I used to post here a lot. Just updating on our homeschool experience... So I have graduated 2 kids and a 3rd graduates this year.

1) The eldest son is in school studying to be an educational psychologist (or a math teacher). He is a certified personal trainer too so he can work part time and make decent money.

2) The eldest daughter is a math/physics double major and honors student at a local university. She is doing quite well and looking at internship or research opportunities for the summer. 

3) The middle child graduates this june so we are in the throws of college visits etc... She has several scholarship offers from several schools, so honestly her college choice will come down to (as it did with the other two) which school that gives her honors designation comes up with the most money. She applied to schools that have a 5 year MBA program and a minor in spanish. 

The two younger kids are still in JH and still being homeschooled as per usual. They are doing well. They are still into math and robotics competitions. The middle son has recently fallen in love with philosophy of all things. =D The youngest is still just in love with climbing trees. 

So... a) If you are homeschooling at it is hard, keep going! The rewards are coming! b) My kids never had trouble getting college admissions or scholarships just because they were homeschooled. That is not something you need to worry about. c) remember that the work you are putting in pays dividends into generations of your family. It's worth it!

Well, that's all for me. How's everybody here doing? 
Cindyc.


----------



## anahatalotus (Oct 25, 2012)

I have been considering giving up homeschooling for a while to put my kids in a charter school while I work and save money for a couple of years. Your post is inspiring and makes me wish I could keep homeschooling my kids instead of returning to work full time.


----------



## halfpint (Jan 24, 2005)

I'm down to my last child, who is in 11th grade. She is hoping to bring up her ACT score to get some scholarship offers. Her score is high enough to get in the colleges that she is considering, but not get scholarships at all of them. She either wants a teaching degree, or maybe nursing. I'm hoping to have her help in a classroom next year so she will have a better idea if that is what she wants to do.

Our oldest is doing well in his job in Computers after graduating college with a Computer degree and minor in music. He runs a web design business on the side and has to turn work down. With a young family, he is not ready to start a full time business though, plus he loves his job as they do web design & programming for many missions organizations.
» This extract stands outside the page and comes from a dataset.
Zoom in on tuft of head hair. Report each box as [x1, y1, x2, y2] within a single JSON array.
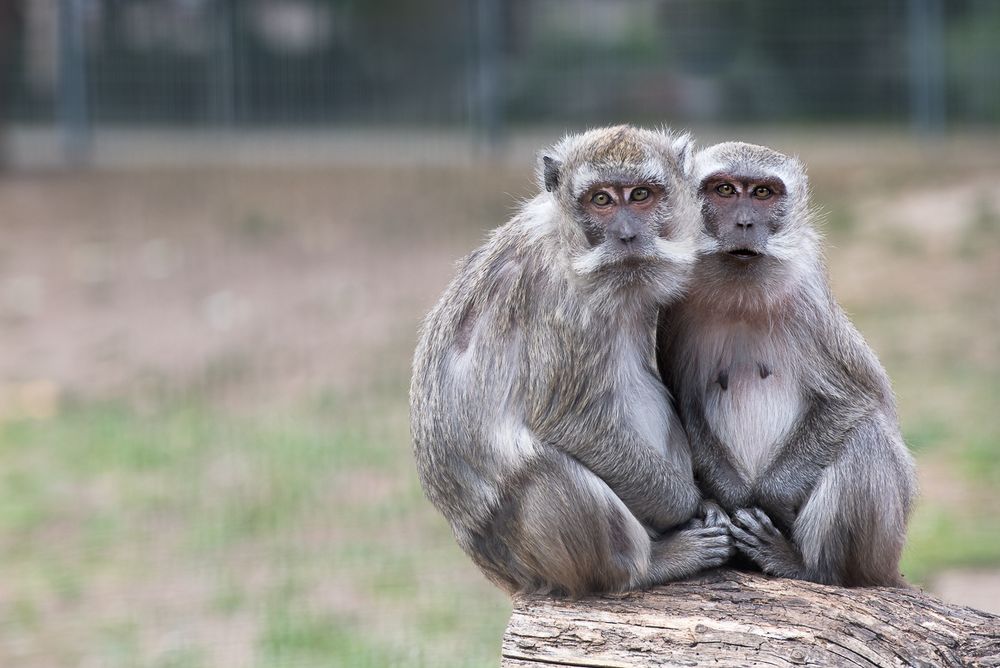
[[694, 141, 809, 206], [537, 125, 694, 197]]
My 2nd recently was promoted to assistant comptroller at the company he works for, which was a surprise as they told him it would take at least 7-10 years to get that position when he was hired. He was there 3 years. He has a masters degree in Business (graduated college with a 3.9 and his masters with a 4.0 - this from a child that I was told would never be college material) and earned his CPA license.

My 3rd is in his first year of college, and loves most of his classes. He is majoring in Criminology and hoping to become a detective one day. He participated in the police explorers program when in high school, and has met many of the local officers at the Chick-Fil-A where he works. My daughter recently began working there and came home one day saying that all the police officers ask for my son by name - to see if they can eat lunch with him.

Homeschooling has been hard work but it has been worth it to me. 

Another benefit is that labeling doesn't follow them, and they can reach their full potential. My 2nd son had gone to kindergarten and they had already labeled him as not college material. Some of those teachers are shocked at what he has achieved, but he was just a late bloomer. Plus we kept working at things until he was able to do them well, which is why he did so well at college.

Like Cindy, none of my children had any problems getting into college, and so far they have all felt they were better prepared than the majority of their classmates. 
Dawn


----------